Es verdad —como ya se ha dicho hasta el cansancio (Russell es uno de los ateos más comprometidos con estos razonamientos)— que la religión es una necesidad humana: una suerte de consuelo frente al dolor de la vida o un sedante para ya no sufrir más pensando en lo que nos espera luego de la muerte o detrás de cada evento cotidiano. Pero no es menos cierto que la fe, llevada de forma sensata, madura y cultivada, puede ser todo menos irracional. Y es que cuesta pensar que el ser humano sea como una roca, una estrella o una planta, es decir que carezca de espíritu, como cuesta pensar que todo lo que existe a nuestro alrededor (bueno y malo) no tenga una razón de ser o que el universo haya podido salir de un proceso mecanicista de cuerpos inorgánicos. El solo hecho de que la vida sea cíclica, de que el funcionamiento de todo lo que hay responda a pautas que se repiten, es prueba de que el devenir no se rige por el azar o la materia inerte.

La Navidad está relacionada también con la muerte. Si bien ateos y teístas tienen conceptos diversos sobre la vida, ambos coinciden en el desconocimiento de la muerte. Los unos dicen que es el fin de todo, los otros que es la continuación de la vida. Lo cierto es que el asunto queda desconocido.

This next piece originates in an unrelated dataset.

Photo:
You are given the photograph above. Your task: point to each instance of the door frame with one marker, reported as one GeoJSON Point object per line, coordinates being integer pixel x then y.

Misterio cristiano en el que se debería cavilar siempre si quiere tenerse un sentido de la vida, esta (la que tenemos en la tierra, efímera y transitoria) no tiene sentido sin la muerte temporal de la carne, realidad que está demostrada en la vida de quien, siendo Dios, se humanizó a sí mismo para resumir en un poco más de tres décadas la tragedia y el triunfo humanos.

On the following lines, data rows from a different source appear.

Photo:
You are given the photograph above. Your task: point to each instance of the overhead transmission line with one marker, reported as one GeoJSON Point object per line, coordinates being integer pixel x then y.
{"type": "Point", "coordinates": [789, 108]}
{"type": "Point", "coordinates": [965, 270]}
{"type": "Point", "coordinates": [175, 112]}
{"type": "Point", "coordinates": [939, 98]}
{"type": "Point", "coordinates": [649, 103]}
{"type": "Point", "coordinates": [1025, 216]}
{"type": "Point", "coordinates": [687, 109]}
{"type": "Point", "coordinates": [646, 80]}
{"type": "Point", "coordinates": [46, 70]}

Hace dos mil años (en el año 22), ese hombre cuya misión fue salvar al género humano de la oscuridad aún no había comenzado su labor predicadora, pero su espíritu ya lo había conquistado todo. Pero ¿por qué había permitido la corrupción de la raza, la conquista del mal? Esta es una pregunta que, como la filosofía, podría ser respondida con un sinfín de más preguntas. No vale la pena perder tinta haciendo eso.

Estos tiempos de avance de la medicina, de desarrollo de la tecnología espacial y de concienciación sobre el cuidado del medioambiente, también son tiempos de matanzas colectivas y amenaza atómica. Es que la colectivización de la vida no lleva sino a destrucciones colectivas. La mejor emancipación, entonces, está en asumir a Dios en el marco de la razón individual. Porque, a diferencia de sacerdotes y pastores, no creo que Dios sea el conocimiento en sí mismo, sino la herramienta que impele a buscar la sabiduría; una sociedad colectivista fanatizada por la religión es una sociedad violenta.

Y a quienes nos dicen irracionales por pensar en la idea de un Dios, digámosles que no es menos irracional pensar que este universo, con miles de millones de galaxias, haya podido salir de la nada y sin un motivo o una razón de ser. Si en la vida de sociedad deben primar la libertad y la moral, en la individualidad deberían estar siempre presentes las ideas de la religión y el destino.